I looked up into his face, which I had come to know and love as one would love a father's or brother's. "Oh, Joseph, I can't. Please forgive me." And I burst into a fresh onslaught of tears and ran from the room. (21.37-42)

Susanna finally has her chance to make a big difference in the anti-witch campaign but she just can't muster the guts to do it. This is the umpteenth time she's decided not to chat about the lying girls's circle, and it has us feeling super frustrated. What do you think Susanna is mulling over as she's looking out the window? What factors is she using to help make her decision?

Chapter 23

"Are ye sure, Susanna English," he intoned in his best preaching voice, "that everything you have told me here, this seventh day of August in the year of our Lord sixteen hundred and ninety-two, is true?"

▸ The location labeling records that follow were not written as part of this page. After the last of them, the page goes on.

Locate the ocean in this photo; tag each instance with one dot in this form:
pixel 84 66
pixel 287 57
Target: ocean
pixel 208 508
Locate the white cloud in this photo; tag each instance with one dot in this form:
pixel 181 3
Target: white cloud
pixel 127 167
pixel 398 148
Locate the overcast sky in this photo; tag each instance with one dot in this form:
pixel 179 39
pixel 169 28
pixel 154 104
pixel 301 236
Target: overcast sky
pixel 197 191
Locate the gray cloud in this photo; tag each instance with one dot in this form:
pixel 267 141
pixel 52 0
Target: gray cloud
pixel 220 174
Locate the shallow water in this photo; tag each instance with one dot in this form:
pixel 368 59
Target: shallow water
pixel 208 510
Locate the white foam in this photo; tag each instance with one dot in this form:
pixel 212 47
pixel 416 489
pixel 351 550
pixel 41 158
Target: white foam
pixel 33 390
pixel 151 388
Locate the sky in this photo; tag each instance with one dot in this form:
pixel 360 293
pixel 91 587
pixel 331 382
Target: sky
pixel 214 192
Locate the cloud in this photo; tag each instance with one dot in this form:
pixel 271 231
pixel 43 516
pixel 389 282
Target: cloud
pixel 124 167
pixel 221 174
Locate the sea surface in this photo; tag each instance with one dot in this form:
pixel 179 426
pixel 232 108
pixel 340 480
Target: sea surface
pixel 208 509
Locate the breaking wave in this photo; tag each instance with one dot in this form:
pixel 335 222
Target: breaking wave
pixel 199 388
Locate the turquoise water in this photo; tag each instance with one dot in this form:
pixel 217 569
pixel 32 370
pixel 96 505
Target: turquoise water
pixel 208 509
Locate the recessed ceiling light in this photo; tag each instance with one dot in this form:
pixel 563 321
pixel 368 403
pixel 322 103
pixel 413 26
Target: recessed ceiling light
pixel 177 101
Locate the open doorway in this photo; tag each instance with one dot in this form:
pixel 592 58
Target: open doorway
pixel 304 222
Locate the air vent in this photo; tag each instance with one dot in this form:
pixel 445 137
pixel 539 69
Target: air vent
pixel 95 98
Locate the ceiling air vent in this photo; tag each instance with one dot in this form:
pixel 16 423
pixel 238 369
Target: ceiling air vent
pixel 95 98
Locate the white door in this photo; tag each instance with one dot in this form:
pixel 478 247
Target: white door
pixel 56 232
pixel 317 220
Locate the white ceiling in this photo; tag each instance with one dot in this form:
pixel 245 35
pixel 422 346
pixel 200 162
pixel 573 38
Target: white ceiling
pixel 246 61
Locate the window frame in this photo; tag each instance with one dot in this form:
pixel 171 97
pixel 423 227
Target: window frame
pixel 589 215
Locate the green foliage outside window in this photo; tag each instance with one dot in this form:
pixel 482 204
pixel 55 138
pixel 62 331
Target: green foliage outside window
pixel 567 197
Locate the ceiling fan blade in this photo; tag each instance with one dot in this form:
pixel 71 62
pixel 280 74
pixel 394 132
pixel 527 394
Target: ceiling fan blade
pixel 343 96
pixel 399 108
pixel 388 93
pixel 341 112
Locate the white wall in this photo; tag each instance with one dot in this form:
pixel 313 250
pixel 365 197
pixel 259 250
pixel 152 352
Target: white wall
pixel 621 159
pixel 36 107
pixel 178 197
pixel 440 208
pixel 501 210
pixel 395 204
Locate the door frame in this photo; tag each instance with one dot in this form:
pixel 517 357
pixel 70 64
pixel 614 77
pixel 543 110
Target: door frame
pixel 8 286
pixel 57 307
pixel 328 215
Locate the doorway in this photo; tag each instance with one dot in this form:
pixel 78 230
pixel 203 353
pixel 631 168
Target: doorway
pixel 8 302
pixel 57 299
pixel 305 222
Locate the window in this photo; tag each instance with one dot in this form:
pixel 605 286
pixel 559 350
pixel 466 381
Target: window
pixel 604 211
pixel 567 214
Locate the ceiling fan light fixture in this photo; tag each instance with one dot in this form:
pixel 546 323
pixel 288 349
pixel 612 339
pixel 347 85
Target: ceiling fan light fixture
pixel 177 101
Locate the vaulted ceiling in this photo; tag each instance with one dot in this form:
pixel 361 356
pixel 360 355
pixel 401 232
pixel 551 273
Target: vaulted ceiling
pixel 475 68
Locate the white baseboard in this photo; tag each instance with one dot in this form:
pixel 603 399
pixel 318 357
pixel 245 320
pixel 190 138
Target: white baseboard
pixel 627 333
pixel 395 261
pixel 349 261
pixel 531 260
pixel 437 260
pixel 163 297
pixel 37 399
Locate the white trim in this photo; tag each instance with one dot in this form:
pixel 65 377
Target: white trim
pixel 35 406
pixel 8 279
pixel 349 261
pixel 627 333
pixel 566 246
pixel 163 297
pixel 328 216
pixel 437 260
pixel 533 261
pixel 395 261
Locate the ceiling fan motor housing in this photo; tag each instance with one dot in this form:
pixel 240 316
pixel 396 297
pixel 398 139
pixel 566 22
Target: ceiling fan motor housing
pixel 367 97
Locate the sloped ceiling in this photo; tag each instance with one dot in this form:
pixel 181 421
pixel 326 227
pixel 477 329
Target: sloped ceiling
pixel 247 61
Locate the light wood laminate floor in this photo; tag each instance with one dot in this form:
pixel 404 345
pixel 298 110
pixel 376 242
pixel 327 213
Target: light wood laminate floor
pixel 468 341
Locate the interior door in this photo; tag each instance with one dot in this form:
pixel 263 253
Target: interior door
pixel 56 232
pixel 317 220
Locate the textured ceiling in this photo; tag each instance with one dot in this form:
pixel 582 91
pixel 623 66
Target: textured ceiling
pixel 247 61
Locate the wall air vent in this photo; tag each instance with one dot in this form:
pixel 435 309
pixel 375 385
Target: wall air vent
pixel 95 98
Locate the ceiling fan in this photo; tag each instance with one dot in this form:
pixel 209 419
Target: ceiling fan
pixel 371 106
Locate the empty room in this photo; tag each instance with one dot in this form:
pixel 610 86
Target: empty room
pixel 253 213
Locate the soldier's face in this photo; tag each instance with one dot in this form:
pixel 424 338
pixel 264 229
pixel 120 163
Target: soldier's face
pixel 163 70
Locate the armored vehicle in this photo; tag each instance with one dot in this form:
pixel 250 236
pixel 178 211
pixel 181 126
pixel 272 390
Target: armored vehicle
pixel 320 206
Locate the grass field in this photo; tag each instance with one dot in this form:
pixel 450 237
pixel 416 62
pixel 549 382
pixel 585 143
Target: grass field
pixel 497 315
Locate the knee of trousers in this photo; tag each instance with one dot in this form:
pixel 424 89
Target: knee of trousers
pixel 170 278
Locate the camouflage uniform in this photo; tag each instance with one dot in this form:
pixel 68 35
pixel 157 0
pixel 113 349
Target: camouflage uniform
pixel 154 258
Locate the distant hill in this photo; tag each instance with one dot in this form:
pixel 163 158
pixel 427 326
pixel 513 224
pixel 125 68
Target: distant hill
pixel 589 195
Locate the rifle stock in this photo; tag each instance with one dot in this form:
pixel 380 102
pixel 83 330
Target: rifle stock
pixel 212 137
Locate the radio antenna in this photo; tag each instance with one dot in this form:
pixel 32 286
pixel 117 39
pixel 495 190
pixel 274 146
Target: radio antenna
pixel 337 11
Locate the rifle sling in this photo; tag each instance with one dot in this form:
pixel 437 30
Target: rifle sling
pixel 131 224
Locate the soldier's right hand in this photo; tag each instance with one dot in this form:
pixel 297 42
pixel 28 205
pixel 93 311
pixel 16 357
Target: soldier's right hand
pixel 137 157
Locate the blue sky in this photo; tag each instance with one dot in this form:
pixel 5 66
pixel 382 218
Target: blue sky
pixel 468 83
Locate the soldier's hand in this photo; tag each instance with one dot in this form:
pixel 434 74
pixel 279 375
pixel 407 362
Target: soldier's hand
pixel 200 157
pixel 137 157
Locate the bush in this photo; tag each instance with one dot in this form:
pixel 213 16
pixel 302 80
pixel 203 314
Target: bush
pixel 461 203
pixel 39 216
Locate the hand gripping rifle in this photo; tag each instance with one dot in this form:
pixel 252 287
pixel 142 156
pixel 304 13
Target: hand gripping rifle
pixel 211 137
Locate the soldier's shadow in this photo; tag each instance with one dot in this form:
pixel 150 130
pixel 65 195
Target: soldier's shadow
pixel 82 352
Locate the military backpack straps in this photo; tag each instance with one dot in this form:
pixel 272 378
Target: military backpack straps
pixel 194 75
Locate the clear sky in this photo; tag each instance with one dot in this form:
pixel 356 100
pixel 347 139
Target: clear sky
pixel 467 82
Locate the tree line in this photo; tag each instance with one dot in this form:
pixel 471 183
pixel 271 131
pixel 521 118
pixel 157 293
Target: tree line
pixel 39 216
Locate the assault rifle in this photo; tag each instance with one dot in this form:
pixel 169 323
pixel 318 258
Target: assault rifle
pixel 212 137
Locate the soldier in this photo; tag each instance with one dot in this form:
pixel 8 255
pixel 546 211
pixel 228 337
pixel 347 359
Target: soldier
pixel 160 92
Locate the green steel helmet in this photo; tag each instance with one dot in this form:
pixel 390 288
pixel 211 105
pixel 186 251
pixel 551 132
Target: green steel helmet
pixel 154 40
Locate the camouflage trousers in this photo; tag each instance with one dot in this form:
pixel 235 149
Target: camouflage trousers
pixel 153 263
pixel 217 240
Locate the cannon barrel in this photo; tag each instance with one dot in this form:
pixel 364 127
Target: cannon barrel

"Yes, Reverend, I am sure."

"Do you attest to these words of yours as being spoken truly from the heart and the mind, with no intent to do damage to others, but only to speak truth?"

"Yes, Reverend."

"And ye will not recant later?"

"I'll not recant, Reverend."

"Nor have second thoughts?"

"I have had all my second thoughts, Reverend. And more. I am done with my doubts now." (23.11-18)

Susanna, you've got this. When Reverend Pike has Susanna swear that her story about Ann Putnam and the lying girls is true, she's all guts. This girl has been deciding not to tell anyone over and over again, but this time she's not wavering one bit. She sure has come a long way from the start of the book. How do you think her decision-making has changed over time? Are all the changes good?

So, then, who would believe me? Joseph and Elizabeth, yes. But Father was still in danger. The magistrates had widened their search for him to include Boston. And there was Mary to think about. I did not care for myself, but I could not risk the girls crying out on Mary. Let alone brother William when he returned. So I kept my silence. The time for speaking out would come, I told myself. And when it did come, I would know it. (16.20)

Susanna sure is putting a lot of thought into her decisions, and so far she's deciding not to out the tormented chicks as liars. Whether or not we agree with her, she's certainly taking oodles of things into consideration. Just check out how she goes step by step through her thought process—it's almost like she has a mental checklist that helps her make her choice.